- Born: 26 October 1960 Guadalajara, Jal, Mexico
- Died: 23 March 2021 (aged 60) Mexico City
- Employer: TV Azteca
- Known for: President and CEO of DT Consulting; Former President of Programming and Content for Univision; former vice president of programming at Televisa

= Alberto Ciurana =

Mexican television executive (1960–2021)

Alberto Ciurana (26 October 1960 – 23 March 2021) was a Mexican television executive who worked as Chief Content & Distribution officer of TV Azteca. Previously, Ciurana served as President of Programming and Content for Univision Networks, where he oversaw programming for the entertainment broadcast and cable networks of Univision Communications Inc. Ciurana moved to Univision after working as VP of programming for Televisa for 15 years and was part of a steady expansion of Televisa influence at Univision that builds on the partnership struck among them in October 2010.

Alberto Ciurana served as the President of Programming and Content at Univision from November 2012 until February 2016. Before working with Univision he was Vice President of Programming at Televisa, of Broadcasting, and of Operations. Alberto Ciurana was a part of a team that was responsible for the launch of Teleton Mexico. Before any of these roles, he was helping expand the Televisa brand around the world, while in London with the responsibility for Eurovisa. Prior to the beginning of his television career, he was working as a Director of Social Communications for Guanajuato, Mexico. Since 2013, Alberto Ciurana has been a Director of the National Association of Television Program Executives. He has also won recognition and numerous awards for his leadership in Spanish-language media in his more than three decades at Televisa.

== Early life ==
Before beginning his career as a television executive, Ciurana served as Director of Social Communications for the state of Guanajuato, Mexico.

At 18 years old, Ciurana began his career when he started to work on a program, Siempre en Domingo, with Raul Velasco.

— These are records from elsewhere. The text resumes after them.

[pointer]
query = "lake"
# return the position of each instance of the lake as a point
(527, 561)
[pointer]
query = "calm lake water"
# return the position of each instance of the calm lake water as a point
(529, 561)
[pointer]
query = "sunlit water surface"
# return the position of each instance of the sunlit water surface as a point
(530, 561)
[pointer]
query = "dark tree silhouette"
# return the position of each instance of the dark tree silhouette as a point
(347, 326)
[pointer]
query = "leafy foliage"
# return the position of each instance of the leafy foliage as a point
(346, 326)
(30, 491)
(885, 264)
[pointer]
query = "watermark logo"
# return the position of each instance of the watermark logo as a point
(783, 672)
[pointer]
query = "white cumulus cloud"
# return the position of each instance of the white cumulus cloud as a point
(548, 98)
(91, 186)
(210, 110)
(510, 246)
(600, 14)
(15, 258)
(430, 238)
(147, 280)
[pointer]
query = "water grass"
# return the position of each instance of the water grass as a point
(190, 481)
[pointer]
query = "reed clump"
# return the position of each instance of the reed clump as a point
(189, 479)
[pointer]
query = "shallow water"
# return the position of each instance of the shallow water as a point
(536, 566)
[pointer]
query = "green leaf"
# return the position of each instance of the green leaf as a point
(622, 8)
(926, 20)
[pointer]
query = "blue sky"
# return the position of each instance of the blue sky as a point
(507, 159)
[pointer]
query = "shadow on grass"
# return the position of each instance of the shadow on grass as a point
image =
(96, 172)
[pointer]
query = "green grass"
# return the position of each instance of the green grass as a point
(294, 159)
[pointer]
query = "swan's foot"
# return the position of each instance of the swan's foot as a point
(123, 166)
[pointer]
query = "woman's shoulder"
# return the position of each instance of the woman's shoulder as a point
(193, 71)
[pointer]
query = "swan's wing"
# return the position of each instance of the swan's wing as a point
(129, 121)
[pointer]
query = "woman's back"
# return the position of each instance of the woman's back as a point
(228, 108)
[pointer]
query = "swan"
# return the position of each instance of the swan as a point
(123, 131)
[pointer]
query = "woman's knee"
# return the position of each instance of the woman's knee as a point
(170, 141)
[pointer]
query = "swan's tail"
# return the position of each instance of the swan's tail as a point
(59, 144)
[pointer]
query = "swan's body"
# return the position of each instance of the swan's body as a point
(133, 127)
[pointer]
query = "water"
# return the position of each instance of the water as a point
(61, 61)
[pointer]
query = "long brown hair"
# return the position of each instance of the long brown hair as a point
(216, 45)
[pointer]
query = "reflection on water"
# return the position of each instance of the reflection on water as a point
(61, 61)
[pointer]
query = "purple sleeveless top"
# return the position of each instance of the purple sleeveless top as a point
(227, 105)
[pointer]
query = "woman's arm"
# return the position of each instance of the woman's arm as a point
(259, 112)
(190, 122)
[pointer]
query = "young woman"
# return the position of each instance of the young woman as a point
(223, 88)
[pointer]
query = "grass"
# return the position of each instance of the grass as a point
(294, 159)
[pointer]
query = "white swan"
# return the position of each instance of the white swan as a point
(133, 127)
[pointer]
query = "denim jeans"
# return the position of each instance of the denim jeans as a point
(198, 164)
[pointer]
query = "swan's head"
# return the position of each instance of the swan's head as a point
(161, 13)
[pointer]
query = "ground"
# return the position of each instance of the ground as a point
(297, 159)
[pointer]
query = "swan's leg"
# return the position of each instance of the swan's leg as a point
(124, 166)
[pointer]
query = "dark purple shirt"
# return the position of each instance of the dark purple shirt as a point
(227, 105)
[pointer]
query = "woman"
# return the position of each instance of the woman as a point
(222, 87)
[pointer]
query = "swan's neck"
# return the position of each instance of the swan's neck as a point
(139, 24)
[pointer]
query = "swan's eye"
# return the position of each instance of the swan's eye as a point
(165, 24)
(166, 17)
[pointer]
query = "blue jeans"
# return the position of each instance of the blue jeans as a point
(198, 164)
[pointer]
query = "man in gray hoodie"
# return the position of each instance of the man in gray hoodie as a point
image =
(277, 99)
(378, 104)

He then left the program at 24 years old and moved to the United States of America. When he moved to the United States he was in charge of the vice presidency of what is now known as Univision.

== Career ==

===Televisa===

Before joining Univision Ciurana worked for Televisa as vice president of Broadcasting and vice president of International Operations and was later appointed as VP of programming, leading their networks to record ratings. During this time, Ciurana was also part of the team responsible for launching Teletón México, an annual telethon dedicated to helping children with disabilities, cancer and autism that has built more than 20 children's rehabilitation centers in 18 states in Mexico. Prior to these roles, he oversaw international operations at Televisa, in charge of Eurovisa and expanding the Televisa brand and reach around the world, based out of London.

===Univision===

In September 2012, Ciurana was appointed head of Programming for Univision Networks, shortly after Ciurana took over, Univision saw significant ratings milestones. In the February sweeps, the network came in fourth place for the first time with adult demographics while NBC came in fifth. In the July sweeps, Univision came in as the No. 1 network among both Adults 18-49 and 18-34 for the first time, setting an unprecedented milestone
– during a time when other networks "invested more than ever in summer programming" according to CEO Randy Falco.

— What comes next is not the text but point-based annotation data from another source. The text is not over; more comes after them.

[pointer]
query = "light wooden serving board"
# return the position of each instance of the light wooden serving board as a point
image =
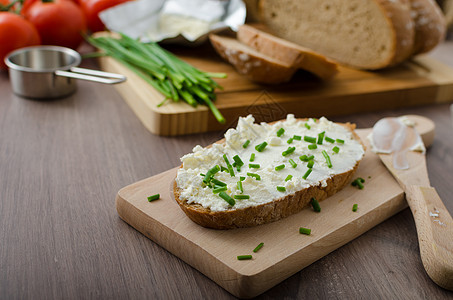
(285, 250)
(420, 81)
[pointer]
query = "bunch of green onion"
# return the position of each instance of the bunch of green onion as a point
(168, 74)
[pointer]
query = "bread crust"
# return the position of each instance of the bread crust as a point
(267, 212)
(287, 52)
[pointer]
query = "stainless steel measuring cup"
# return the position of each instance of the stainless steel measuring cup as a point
(50, 71)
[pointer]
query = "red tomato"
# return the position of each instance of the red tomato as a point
(15, 32)
(60, 22)
(92, 8)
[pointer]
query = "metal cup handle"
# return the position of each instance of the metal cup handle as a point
(92, 75)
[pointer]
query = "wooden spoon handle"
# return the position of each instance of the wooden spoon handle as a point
(435, 233)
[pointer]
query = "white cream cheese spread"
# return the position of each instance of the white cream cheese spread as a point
(336, 152)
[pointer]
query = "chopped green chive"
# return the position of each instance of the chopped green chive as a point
(327, 157)
(315, 204)
(246, 144)
(218, 182)
(238, 161)
(241, 197)
(309, 139)
(254, 175)
(239, 184)
(244, 257)
(219, 189)
(288, 151)
(260, 147)
(153, 197)
(358, 182)
(306, 231)
(258, 247)
(280, 167)
(281, 189)
(307, 174)
(329, 139)
(227, 198)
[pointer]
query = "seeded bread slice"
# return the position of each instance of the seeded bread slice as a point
(365, 34)
(287, 52)
(268, 212)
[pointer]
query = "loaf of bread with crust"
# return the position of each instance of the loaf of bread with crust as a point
(275, 181)
(364, 34)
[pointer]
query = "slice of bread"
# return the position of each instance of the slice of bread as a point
(287, 52)
(266, 212)
(256, 66)
(365, 34)
(430, 25)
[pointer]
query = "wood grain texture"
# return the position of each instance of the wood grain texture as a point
(62, 163)
(422, 80)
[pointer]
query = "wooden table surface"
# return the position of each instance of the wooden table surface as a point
(62, 163)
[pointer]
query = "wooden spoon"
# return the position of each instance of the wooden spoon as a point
(433, 221)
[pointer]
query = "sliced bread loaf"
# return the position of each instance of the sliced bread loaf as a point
(366, 34)
(276, 181)
(254, 65)
(287, 52)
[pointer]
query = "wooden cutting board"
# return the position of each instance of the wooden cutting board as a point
(422, 80)
(285, 250)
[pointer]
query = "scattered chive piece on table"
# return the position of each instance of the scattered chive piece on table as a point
(256, 176)
(315, 205)
(327, 157)
(219, 189)
(260, 245)
(304, 230)
(171, 76)
(227, 198)
(241, 197)
(288, 151)
(280, 167)
(239, 184)
(329, 139)
(309, 139)
(260, 147)
(321, 137)
(153, 197)
(244, 257)
(281, 189)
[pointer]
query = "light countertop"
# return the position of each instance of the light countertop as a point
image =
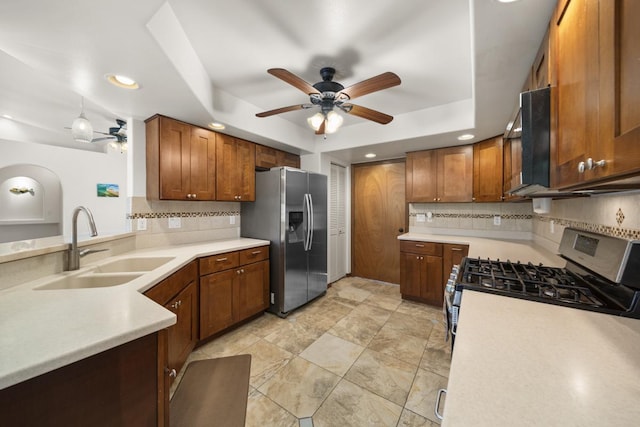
(42, 330)
(503, 249)
(524, 363)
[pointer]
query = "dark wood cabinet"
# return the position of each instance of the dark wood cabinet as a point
(421, 272)
(179, 294)
(442, 175)
(488, 170)
(235, 169)
(180, 160)
(233, 287)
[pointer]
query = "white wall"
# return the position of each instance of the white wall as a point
(79, 172)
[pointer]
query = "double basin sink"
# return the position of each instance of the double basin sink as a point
(113, 273)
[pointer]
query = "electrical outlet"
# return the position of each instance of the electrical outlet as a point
(174, 222)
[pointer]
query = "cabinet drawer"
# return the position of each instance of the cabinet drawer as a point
(424, 248)
(249, 256)
(172, 285)
(214, 263)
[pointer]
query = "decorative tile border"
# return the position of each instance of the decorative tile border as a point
(483, 216)
(627, 233)
(157, 215)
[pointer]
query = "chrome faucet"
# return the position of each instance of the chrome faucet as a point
(74, 253)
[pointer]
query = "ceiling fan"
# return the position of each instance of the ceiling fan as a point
(328, 94)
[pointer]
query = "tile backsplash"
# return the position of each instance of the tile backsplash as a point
(199, 221)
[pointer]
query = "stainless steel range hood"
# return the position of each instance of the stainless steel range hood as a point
(535, 115)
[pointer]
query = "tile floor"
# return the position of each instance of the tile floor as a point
(359, 356)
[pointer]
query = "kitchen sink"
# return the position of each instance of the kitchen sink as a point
(85, 281)
(126, 265)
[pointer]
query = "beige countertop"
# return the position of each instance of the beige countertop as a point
(499, 248)
(42, 330)
(524, 363)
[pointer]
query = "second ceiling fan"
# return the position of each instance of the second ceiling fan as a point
(328, 94)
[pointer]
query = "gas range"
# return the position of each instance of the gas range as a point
(602, 274)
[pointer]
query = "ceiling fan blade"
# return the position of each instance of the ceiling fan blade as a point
(374, 84)
(293, 80)
(284, 110)
(368, 113)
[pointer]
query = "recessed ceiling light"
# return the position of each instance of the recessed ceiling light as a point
(122, 81)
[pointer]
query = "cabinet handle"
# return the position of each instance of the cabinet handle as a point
(437, 408)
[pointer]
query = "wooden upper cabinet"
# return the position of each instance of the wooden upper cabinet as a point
(235, 169)
(488, 170)
(180, 160)
(455, 174)
(619, 86)
(442, 175)
(575, 41)
(421, 176)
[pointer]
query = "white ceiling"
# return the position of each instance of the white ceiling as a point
(461, 62)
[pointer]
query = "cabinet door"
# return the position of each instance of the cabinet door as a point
(455, 174)
(576, 55)
(487, 170)
(410, 274)
(421, 176)
(253, 292)
(246, 164)
(432, 286)
(217, 306)
(203, 164)
(175, 163)
(183, 335)
(619, 88)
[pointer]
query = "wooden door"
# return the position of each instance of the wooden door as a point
(253, 292)
(576, 55)
(203, 164)
(620, 84)
(175, 159)
(487, 170)
(455, 174)
(183, 335)
(421, 176)
(217, 307)
(379, 216)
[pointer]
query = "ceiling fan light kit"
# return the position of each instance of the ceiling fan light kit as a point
(328, 94)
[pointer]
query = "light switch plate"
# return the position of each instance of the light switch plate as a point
(174, 222)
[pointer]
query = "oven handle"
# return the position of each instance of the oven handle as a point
(437, 408)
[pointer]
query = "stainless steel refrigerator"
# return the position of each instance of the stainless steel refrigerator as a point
(290, 211)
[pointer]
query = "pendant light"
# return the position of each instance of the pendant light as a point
(81, 128)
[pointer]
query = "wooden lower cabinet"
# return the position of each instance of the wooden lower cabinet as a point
(179, 294)
(421, 272)
(233, 287)
(118, 387)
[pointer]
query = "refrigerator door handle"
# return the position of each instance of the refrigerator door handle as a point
(306, 234)
(311, 225)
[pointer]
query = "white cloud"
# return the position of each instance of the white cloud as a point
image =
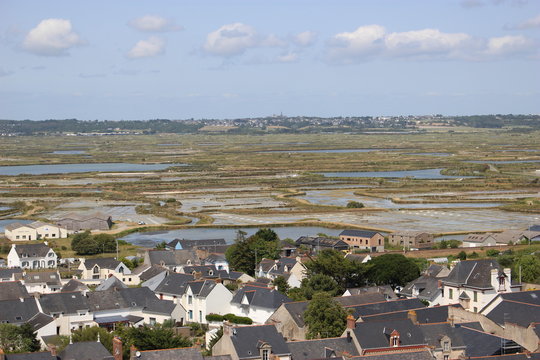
(530, 23)
(286, 58)
(306, 38)
(369, 41)
(234, 39)
(52, 37)
(147, 48)
(427, 41)
(153, 23)
(231, 39)
(508, 45)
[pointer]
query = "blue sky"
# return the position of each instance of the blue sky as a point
(225, 59)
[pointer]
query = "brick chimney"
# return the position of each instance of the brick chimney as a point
(351, 322)
(117, 348)
(413, 316)
(52, 349)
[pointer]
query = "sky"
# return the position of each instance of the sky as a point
(177, 59)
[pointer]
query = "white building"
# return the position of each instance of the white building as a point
(32, 256)
(34, 231)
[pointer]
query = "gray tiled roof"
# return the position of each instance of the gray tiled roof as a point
(190, 353)
(32, 250)
(376, 334)
(260, 296)
(321, 348)
(11, 290)
(103, 263)
(248, 339)
(86, 350)
(174, 284)
(65, 303)
(359, 233)
(473, 273)
(17, 311)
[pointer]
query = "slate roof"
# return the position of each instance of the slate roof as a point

In 1986, Ciurana served as vice president of production at the Spanish International Network which became Univision in 1987.

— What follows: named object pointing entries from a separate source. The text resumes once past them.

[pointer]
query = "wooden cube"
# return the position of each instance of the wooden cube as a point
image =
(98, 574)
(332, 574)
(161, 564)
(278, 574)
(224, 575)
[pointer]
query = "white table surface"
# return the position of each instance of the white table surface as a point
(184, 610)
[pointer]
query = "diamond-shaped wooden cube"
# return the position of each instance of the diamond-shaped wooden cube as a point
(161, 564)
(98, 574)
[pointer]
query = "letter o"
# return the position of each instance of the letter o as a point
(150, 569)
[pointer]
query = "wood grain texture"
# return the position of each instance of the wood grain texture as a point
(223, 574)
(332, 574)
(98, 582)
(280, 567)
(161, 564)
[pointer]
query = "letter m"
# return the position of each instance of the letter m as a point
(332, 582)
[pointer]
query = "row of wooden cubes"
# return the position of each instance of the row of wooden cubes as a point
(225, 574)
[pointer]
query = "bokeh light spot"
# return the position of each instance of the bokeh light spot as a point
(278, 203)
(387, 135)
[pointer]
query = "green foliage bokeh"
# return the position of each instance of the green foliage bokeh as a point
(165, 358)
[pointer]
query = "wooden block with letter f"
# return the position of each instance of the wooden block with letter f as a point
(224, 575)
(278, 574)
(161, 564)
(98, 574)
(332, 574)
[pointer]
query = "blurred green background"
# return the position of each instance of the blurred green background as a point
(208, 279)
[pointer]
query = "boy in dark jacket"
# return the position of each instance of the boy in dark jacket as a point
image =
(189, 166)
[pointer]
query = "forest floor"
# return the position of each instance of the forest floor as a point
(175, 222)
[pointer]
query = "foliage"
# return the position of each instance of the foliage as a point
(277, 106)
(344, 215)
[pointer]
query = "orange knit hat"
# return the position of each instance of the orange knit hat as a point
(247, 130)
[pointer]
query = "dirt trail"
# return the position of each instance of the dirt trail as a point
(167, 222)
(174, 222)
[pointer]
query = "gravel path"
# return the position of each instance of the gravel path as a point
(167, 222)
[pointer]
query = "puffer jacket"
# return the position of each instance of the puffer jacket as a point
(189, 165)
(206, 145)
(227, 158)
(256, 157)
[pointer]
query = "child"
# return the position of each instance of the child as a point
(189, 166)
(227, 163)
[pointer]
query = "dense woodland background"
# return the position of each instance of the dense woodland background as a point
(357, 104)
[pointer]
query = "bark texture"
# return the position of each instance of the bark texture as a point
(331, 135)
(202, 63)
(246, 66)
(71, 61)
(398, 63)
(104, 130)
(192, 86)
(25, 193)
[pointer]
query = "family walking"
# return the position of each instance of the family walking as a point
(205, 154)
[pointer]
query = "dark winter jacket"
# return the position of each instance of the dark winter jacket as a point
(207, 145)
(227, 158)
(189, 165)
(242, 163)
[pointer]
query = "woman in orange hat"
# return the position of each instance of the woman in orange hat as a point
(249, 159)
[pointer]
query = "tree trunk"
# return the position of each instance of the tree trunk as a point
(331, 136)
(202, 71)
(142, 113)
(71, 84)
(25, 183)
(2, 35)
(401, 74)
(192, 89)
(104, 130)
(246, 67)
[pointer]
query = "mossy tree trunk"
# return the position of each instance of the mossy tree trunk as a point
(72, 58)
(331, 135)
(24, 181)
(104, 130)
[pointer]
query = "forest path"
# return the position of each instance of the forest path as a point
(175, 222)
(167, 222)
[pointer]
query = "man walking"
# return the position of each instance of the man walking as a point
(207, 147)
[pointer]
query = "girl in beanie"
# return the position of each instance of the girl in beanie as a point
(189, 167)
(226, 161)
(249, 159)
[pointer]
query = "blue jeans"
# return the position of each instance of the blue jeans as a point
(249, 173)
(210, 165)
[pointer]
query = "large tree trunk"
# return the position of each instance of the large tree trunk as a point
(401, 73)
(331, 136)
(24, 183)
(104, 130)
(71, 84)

Univision had made claims of Donald Trump, president of the United States, to be "thinned-skin" after Trump's comments about Mexican immigrants. Trump had made claims about Mexican immigrants stating "They're bringing drugs. They're bringing crime. They're rapists. And some, I assume, are good people". Trump had tainted the image of Mexican immigrants with his words to further gain support for his run for election from Republicans. On 25 June 2015, Ciurana tweeted out "Por los comentarios de Donald Trump de los inmigrantes mexicanos terminamos relación con Miss Universe Org." As a result, Univision had terminated a five-year, $13.5 million deal to broadcast the Miss USA Pageant. Univision believes that after such words he had "destroyed the value of those broadcast rights, and neither Trump nor Miss Universe did anything to repair the damage in the aftermath of his speech." Ciurana expressed his feelings on the topic by making an Instagram post where he put a side-to-side of Trump and the Charleston, South Carolina, shooter Dylann Roof. The post was later taken down but had stirred up a lot of suspicion of Univision conspiring with NBC to deteriorate Trump's "personal and business relationship with the Hispanic community".

===TV Azteca===

In October 2017, Alberto Ciurana became a new member of TV Azteca. He has become the new head of television and content distribution of TV Azteca. According to the firm led by Benjamin Salinas Sada, "Ciurana will bring international experience, vocation, and leadership to turn the company into a more agile organization that responds to the new challenges of the sector and consolidates the successes achieved in recent years." Alberto Ciurana will be the one who will be in charge of programming, operating, and producing the television channels for TV Azteca.

== Death ==
Alberto Ciurana died from COVID-19 on 23 March 2021, during the COVID-19 pandemic in Mexico.

== Organizations ==
In 2013, Ciurana was appointed a board member of NATPE. He served on the board of Fundación Teletón USA.